Reflecting on "Eyes Wide Shut"

CRUISE
KIDMAN
KUBRICK
EYES WIDE SHUT


This was the first big post-Phantom Menace release of 1999.  Cinephiles were drawn to the fact it was the final movie from Stanley Kubrick; everyone else was supposed to respond to the fact it starred then-married Tom Cruise and Nicole Kidman.  The trailer and TV spots, set to Chris Isaak's "Baby Did a Bad Thing," played up the eroticism.  I was in Chicago with friends, and we decided to go see it on 17 July at Northbrook Court Cinema.  When it was over, I felt I had just seen soft porn masquerading as art.  I felt deceived and cheated, and suspected that if the name Kubrick had not been attached the industry would have shunned it entirely.

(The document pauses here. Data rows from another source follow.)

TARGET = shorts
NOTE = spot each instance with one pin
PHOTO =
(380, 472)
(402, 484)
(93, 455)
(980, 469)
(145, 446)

Some time later, it was available on pay-per-view and I felt it worth revisiting.  Maybe I'd missed something.  I like second viewings as a rule, because now I'm not trying to see whether a movie lives up to the way it was depicted in its trailer.  Now I know how the movie actually is, and can pay more attention to the little things.  I was 20 at the time I first saw the movie.  At that time, and for most of the time afterwards, my romantic relationships were few and short-lived.  I bought the "Kubrick Collection" DVD release in 2006 and watched it with my wife.

What I found was that now, Tom Cruise's performance was captivating.  I had something then that I hadn't had in previous viewings: something to lose.  There's a shot of him walking on the sidewalk and he slams his fist into his hand in frustration.  Intellectually, I had previously comprehended the reason for that, but now I felt it.  I couldn't imagine being told by my wife that she had been thisclose to walking right on out of my life to indulge a lustful whim.  I'm not saying that Cruise's performance can only be appreciated by those who have been in deep, meaningful relationships.  I'm saying that's what it took for me to "get" it.

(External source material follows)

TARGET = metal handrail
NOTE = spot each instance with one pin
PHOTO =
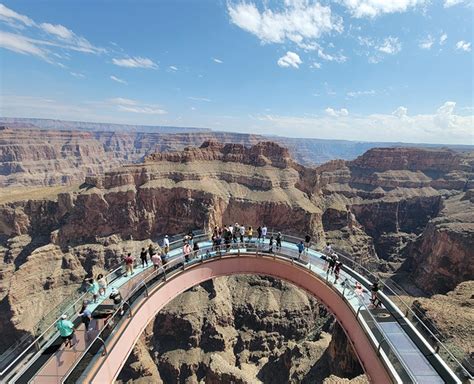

Once that layer of the movie was revealed to me, I began to discover all kinds of things.  The use of color, for instance.  Notice the next time you see the movie--or even just stills taken from it--the use of blues and reds.  Look at everything from the color of walls and doors in specific shots to the tone of lighting in a given scene.  Consider, when viewing the poster campaign, that purple is the product of blue and red.  Another obvious subtlety that I'll offer you:  Early in the movie, Bill (Cruise) is accosted by two young women at a party.  When he finally asks where they're going, he is told, "Where the rainbow ends."  Later, when he goes to rent a costume in the middle of the night, you might notice that the establishment is Rainbow Fashions.

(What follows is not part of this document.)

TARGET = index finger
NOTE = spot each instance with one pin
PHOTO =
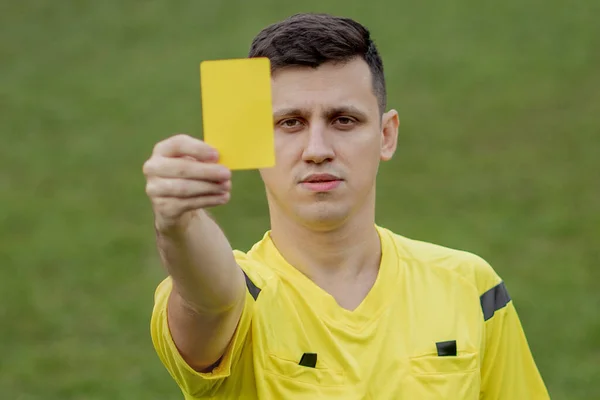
(184, 145)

Screenplay and source material.
In 2009 I bought a translation of Arthur Schnitzler's "Traumnovelle" ("Dream Story"), the short story that inspired the movie.  I read it (reviewed here), and learned new insights.  For instance, it was Schnitzler who first established some of the uses of the color red in the story.  Later I found a trade paperback that included both "Dream Story" and the screenplay for the movie.  I re-read "Dream Story," finding yet new small details.  I upgraded to the Two-Disc Special Edition DVD, which removed the CGI people created to obscure some of the sexuality (in order to earn an "R" rating), restoring the film to Kubrick's final cut.  I'm disappointed that much of the bonus material covers Kubrick at large, rather than this film specifically, though there are interviews with Cruise and Kidman filmed at the time of the film's release that are interesting.  Steven Spielberg is also interviewed, though his remarks are more about Kubrick than Eyes.  I have since upgraded to the Blu-ray Disc release.  Its content is identical to the Special Edition DVD, though of course the feature is presented in high definition.

I cannot say that your experience will mirror mine.  You may "get" it on your first viewing.  You may never respond favorably to it.  All I can say is that I had to reach a certain point of maturity before I was able to really see the artistry of Eyes Wide Shut, and that it took me several viewings as well.  Whatever your initial reaction is or was, I suggest returning to it later.  Don't schedule it, don't rush it.  Swirl it around in the glass, let it breathe.  Let it set on your palate for a bit, and then clear it.  Come back to taste it again later, and see what the exposure to air has done for the taste.  It may surprise you.

1 comment:

  1. I remember it being one of the longest produced films in history, and with much hype the entire time, and I was left with "that's IT?!". I also felt it was soft porn masquerading as art. The darkness of the film turned me off, the actual cinematographic absence of light. Those types of movies make me feel uncomfortable and claustrophobic, for lack of a better word. (I can't stand having the curtains drawn at home, if that helps with perspective.) And my disdain for Cruise these days certainly taints my opinion of his talent, though I admit I should be able to separate the two. So I may let it sit, and I may see it again. But probably not. Maybe.